One thing that stood out to me while reading is the fact that every character ends up resorting to violence in some form by the end of the volume, even Martha. This one thread of commonality all the characters share is shown right to us on the back cover in the comic’s synopsis: “Handguns erase all physical inequality”. But resorting to violence in the lawless world the comic paints for us readers is expected right away and not surprising, especially to anyone familiar with the Western genre. When it comes to the Western genre, themes and character types I really enjoy tend to be staples: from the semi-grey characters that skirt along fine lines of questionable morality to themes like discovering oneself against the backdrop of an ever changing world.

The story presents a lot of moving parts and striking thematic elements such as the dual stories of both Martha and James that kept me hooked throughout. This paired with the artwork of Jacque Lamontagne presents a very gritty take on the Old West. With establishing shots showcasing the landscape of Omaha to darker scenes inside the brothel and saloon itself, the art really grounds the story and characters in a setting that feels very alive.

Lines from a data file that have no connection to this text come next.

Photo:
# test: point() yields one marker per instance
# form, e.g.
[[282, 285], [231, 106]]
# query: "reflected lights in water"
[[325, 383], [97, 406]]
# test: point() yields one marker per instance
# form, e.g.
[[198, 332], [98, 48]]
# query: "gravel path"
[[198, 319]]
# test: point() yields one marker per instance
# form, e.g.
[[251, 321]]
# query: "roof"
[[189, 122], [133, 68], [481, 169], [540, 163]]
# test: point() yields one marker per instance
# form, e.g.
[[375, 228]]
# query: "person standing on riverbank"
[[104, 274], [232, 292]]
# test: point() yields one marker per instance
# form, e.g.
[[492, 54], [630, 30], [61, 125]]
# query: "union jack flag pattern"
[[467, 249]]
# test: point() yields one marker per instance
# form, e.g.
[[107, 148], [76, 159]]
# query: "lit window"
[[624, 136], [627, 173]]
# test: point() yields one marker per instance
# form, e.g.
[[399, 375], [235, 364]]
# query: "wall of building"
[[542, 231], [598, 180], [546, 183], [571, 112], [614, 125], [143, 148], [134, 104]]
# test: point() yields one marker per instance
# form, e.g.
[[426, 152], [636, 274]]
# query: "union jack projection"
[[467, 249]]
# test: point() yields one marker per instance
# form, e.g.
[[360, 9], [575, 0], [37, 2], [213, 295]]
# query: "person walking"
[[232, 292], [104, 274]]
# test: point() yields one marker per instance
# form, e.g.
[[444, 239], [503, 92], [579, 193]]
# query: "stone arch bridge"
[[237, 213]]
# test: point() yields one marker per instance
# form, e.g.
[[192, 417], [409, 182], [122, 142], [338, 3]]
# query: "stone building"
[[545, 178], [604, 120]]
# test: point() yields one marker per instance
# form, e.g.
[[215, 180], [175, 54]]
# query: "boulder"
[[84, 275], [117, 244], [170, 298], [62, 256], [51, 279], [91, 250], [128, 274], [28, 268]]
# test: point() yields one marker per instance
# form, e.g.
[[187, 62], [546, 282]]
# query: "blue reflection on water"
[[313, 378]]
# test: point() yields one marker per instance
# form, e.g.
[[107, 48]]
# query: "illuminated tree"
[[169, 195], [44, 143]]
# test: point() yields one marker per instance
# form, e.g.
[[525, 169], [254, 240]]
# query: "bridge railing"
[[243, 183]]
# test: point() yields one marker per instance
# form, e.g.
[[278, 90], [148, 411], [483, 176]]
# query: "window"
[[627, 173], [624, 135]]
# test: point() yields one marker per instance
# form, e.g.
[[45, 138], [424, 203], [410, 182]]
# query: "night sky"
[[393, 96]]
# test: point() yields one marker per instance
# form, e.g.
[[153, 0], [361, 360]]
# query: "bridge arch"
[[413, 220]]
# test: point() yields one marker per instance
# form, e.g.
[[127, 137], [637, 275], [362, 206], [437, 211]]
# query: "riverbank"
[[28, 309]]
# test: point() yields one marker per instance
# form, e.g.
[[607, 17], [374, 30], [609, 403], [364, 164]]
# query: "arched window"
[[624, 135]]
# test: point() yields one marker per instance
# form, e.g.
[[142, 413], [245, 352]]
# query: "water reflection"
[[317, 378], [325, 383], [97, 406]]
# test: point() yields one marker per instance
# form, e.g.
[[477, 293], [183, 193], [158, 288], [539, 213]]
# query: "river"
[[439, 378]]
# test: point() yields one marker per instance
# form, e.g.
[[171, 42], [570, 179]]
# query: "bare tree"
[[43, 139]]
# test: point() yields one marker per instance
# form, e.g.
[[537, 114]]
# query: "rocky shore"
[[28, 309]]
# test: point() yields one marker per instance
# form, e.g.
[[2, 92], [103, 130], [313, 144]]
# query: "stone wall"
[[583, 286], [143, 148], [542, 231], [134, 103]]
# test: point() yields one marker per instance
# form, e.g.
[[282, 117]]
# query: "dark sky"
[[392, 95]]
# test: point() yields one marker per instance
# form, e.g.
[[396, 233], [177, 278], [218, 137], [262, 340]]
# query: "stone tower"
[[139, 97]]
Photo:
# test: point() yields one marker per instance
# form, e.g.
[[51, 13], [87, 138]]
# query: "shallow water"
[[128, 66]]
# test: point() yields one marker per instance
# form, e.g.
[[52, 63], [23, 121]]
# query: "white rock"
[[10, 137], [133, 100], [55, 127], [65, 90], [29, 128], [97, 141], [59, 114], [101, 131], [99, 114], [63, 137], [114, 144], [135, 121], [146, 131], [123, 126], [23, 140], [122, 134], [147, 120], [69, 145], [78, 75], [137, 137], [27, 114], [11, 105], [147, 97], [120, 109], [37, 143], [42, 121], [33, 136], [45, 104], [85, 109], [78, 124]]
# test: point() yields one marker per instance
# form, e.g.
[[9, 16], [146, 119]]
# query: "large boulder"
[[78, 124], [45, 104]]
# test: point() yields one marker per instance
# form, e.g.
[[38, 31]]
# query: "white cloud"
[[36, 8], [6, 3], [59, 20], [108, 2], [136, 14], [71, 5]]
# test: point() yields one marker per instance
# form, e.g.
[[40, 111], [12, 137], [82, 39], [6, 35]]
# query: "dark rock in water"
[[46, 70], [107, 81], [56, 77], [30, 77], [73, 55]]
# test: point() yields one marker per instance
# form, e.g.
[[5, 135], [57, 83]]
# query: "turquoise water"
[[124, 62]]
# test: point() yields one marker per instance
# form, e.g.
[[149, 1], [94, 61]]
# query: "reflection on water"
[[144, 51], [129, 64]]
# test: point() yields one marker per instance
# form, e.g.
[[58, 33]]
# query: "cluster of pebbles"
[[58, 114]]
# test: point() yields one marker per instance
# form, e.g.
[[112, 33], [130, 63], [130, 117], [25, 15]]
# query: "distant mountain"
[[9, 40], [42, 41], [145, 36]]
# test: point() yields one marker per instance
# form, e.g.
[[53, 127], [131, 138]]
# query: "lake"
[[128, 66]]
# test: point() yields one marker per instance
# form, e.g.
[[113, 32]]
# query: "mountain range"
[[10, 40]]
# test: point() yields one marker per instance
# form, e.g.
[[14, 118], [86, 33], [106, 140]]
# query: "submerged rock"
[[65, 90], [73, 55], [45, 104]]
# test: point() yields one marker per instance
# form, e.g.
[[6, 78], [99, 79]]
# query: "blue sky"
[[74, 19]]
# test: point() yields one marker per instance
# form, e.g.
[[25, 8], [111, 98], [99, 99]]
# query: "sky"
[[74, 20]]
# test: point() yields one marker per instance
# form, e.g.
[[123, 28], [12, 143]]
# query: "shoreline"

The art ties into the story in a natural way. With colors that are very indicative of the Omaha setting (think browns, reds, greys, and greens), the art is very grounded in the reality that the characters face throughout. Action scenes feel very sharp when they happen, bringing both Martha and James to the forefront of multiple pages throughout the volume. Action scenes tend to tie into character moments or when the story is moving forward significantly, making for action that has meaning.

James and Martha sit at a table and discuss a revovler
Jacque Lamontagne’s panel for Wild West Vol. 1

For fans of historical fiction, Westerns, or a story that has sharper edges to it, I think Wild West is definitely worth a read! I found Martha and James to be both very intriguing characters and I’m really interested to see where this series takes them in the future.